Dir: Zhang Yimou. China. 1999. 100 mins.
Prod co: Guangxi Film Studios, Beijing New Picture Distribution Co. Int'l sales: Columbia. Prod: Zhao Yu. Scr: Bao Shi. DoP: Hou Yong. Ed: Zhai Ru. Mus: San Bao. Main cast: Zhang Ziyi, Sun Honglei, Zheng Hao, Zhao Yuelin, Li Bin.
Of Zhang Yimou's two films either pulled from or rejected by Cannes last year, Not One Less won the Venice Festival's Golden Lion and The Road Home was presented in competition at Berlin. The Road Home is undoubtedly the lesser of the two, being a sweetly photographed but decidedly naïve tale of a village girl who falls for the city man who becomes the local teacher, marries him after many tribulations and finally insists at his funeral that his body is transported on foot from a faraway hospital back to the village he served.
The fact that Gong Li, Zhang's now married former partner, was head of the jury at Berlin lent an added spice to the European premiere.
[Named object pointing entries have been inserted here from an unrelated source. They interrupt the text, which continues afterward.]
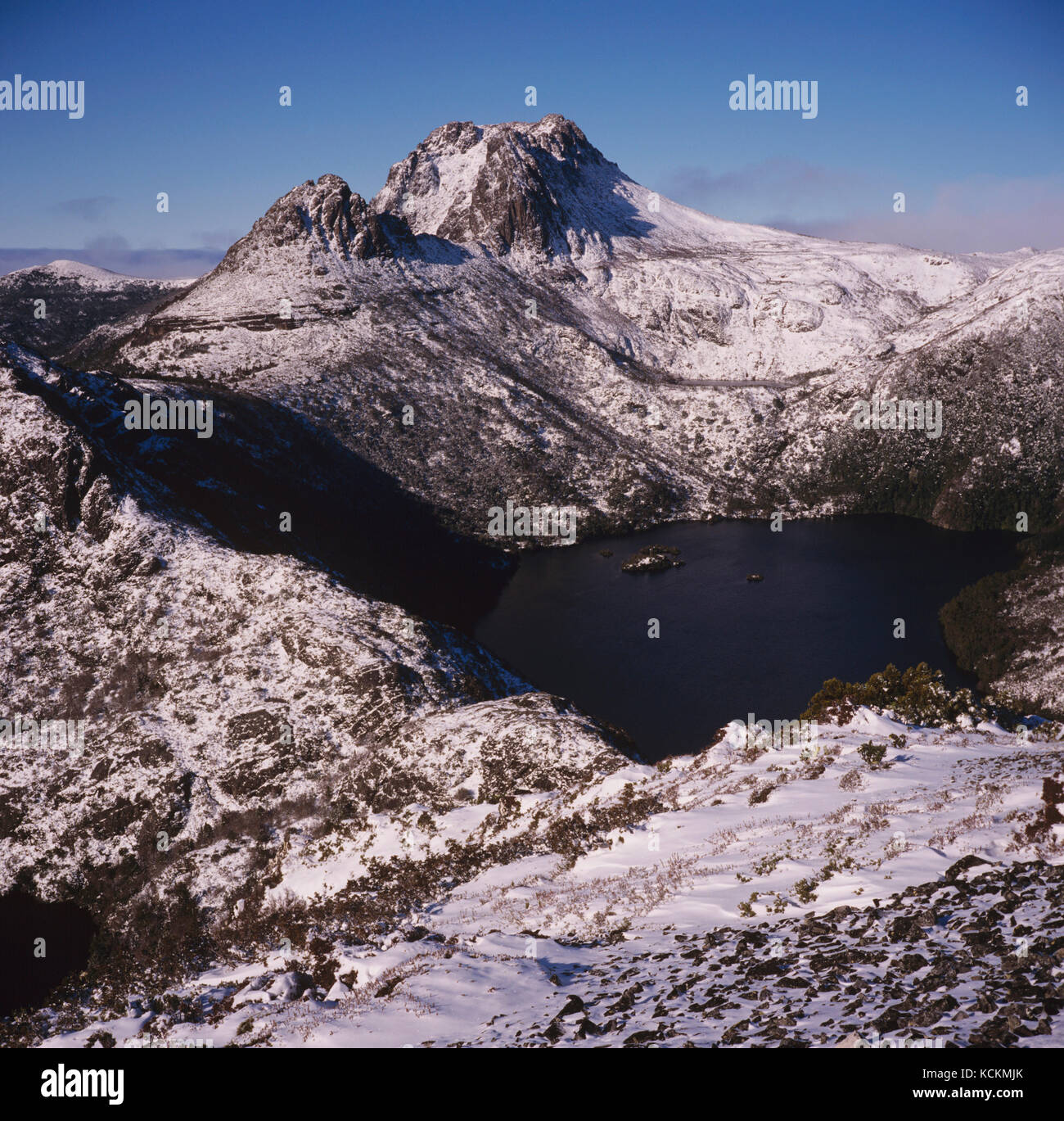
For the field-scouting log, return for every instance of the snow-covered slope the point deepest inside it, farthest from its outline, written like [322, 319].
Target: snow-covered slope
[49, 307]
[736, 897]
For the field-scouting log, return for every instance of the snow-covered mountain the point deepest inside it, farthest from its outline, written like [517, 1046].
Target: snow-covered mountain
[561, 333]
[49, 307]
[331, 763]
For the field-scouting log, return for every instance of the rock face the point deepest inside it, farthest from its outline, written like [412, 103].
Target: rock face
[326, 216]
[653, 558]
[513, 318]
[541, 188]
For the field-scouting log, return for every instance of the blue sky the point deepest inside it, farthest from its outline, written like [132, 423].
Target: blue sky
[918, 97]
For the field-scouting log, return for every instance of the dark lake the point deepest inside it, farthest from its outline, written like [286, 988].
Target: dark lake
[572, 623]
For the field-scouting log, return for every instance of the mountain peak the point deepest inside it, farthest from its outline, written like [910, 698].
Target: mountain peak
[537, 186]
[328, 218]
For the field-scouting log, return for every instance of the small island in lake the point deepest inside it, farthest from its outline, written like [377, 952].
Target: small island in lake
[653, 558]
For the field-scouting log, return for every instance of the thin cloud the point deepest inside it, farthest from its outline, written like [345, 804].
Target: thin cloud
[976, 215]
[87, 210]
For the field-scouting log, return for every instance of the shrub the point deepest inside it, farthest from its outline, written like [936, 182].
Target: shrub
[917, 695]
[872, 753]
But spice is what was missing from the film which, though portraying the village and its environs with some eloquence, meanders along with little dramatic edge after its prologue, which has the schoolmaster's son coming home from the city to find his father dead and his weeping mother alone. The epilogue is more effective too as the cortege is brought home, with the coffin carried, without payment, through the snow by the teacher's former pupils. It's the middle section which tries for charm and often achieves sentimentality as the young girl who was to marry him (Zhang Ziyi, looking rather like the young Gong Li) waits by the wayside for a word with him and follows him everywhere.
Zhang says that his film is a reaction against 'the really vulgar commercial films which now dominate our screens'. He was, he adds, trying to achieve a story anchored in realism and the Chinese tradition of poetic narrative. His carefully framed Cinemascope images bear this out as does his direct, uncomplicated treatment of the story. But sometimes the lack of detailed characterisation and ancillary incident makes for a film that seems shorn of the panache Zhang brought to such films as Raise The Red Lantern and Ju Dou.